Belirgin, vurucu olay ne peki; aynanın kırılışı. Anlatıcı, çocukluğunda kazayla kırmıştır aynayı, ama aradan yıllar geçtikten sonra bu kez bilinçle kırılışına tanık oluyoruz aynanın. Üstelik bu kırılışta başa kötü bir iş gelebileceği endişesinin hurafesi ekleniyor metne, yazar da öyküdeki ana damara anlatısal gerginlik yüklüyor böylece.

Anlatıcı, çocukken kırdığı ayna için annenin “uğursuzluk” yakıştırması yaparak söylediğini unutmamıştır:  “Kim bilir ne olacak?”

Bunun ardından babanın kaza geçirdiği haberi gelir, aynanın kırılışı bir kehaneti mi ortaya çıkarmıştır yoksa hurafeyi mi doğrulamış olmuştur?

Nitekim yıllar sonra anlatıcı, bir sabah aynada yüzüne bakıp da, yüzünde bir çarpılmayla karşı karşıya kalınca, başa gelen bu türden fiziki “uğursuzluk” sonrası, bu kez salt gerçekliği gösterdiği için, çocukluğunda kırılan aynanın da adeta öcünü almış, fırlattığı sabunlukla kaza gibi görünse de aslında bilinçle aynayı kırmıştır,

Kırmak istemiştir, kırmalıdır, çünkü gözü, “sabit bir noktaya bakıyor” haldedir. Uğursuzluk, ayna tarafından hem de gözüne tutulmuştur özellikle.

Sağ göz mü sol göz mü, baba da kazada bir gözünü yitirmiştir, öyle ya. Sağ göz mü sol göz mü peki.

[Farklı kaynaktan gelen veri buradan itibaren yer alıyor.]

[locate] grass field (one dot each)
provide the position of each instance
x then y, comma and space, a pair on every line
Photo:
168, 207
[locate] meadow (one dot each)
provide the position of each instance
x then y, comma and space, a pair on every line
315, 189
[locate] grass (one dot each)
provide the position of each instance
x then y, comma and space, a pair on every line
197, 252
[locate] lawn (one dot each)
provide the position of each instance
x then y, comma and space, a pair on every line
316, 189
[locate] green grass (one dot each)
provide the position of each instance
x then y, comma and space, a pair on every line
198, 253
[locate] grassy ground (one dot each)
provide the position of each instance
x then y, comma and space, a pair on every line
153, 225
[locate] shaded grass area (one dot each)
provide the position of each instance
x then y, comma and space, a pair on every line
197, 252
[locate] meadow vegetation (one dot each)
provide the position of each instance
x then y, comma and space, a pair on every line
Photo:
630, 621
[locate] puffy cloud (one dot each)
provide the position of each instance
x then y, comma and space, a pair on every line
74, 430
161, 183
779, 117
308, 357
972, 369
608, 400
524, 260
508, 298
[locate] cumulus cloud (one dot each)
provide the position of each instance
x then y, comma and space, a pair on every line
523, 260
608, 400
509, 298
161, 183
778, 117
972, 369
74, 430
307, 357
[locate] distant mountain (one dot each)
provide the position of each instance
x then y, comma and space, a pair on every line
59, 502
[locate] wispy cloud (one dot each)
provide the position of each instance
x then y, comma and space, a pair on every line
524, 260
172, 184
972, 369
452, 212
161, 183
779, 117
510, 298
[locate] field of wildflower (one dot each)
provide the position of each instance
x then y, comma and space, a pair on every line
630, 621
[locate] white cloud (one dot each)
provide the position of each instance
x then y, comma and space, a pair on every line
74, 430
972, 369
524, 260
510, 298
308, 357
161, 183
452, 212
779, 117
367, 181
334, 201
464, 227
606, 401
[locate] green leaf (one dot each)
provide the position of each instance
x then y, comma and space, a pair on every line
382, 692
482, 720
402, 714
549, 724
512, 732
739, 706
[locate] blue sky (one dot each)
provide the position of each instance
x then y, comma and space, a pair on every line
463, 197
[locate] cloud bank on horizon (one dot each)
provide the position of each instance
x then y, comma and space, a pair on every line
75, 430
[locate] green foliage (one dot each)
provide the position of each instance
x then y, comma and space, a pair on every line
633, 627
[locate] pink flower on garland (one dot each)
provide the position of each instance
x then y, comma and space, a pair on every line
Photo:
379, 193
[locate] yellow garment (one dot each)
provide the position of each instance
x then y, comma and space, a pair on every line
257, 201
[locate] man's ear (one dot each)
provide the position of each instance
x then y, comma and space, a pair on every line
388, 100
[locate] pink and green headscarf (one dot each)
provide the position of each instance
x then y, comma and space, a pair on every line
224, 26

Böylelikle bir “diyet” hikâyesinden içeri adım atıyor havasında bir çağrışım gezindirir Vildan, demek ister ki: “Daha önce kazayla kırıldın, sen bana yine de derin acı yaşattın ama, şimdi ilkönce uğursuzluk gösteriyorsun aklınca, o halde kırılmalısın ki, bu uğursuzluk gerçekten yerini bulsun.”

Ancak “göz” ortada kalmıştır.

Daha doğrusu anlatıcı, ağırlığını yıllardır koruyan üzerindeki bu yükün altında, iç ezikliğiyle yaşıyordur, biz öykünün bitiminde anlatıcının vicdanıyla yüzleşiriz sonunda.

Ne ki yine bir sonuca ulaşamamıştır anlatıcı, bir gözü bantlıdır, ötekiyse kırık ayna parçalarının her birinde “yamuk yüz”le birlikte faraşa dolmaktadır.

Faraşa dolan yamuk yüzlerle birlikte iç-ses de sürer, sürer, sürer.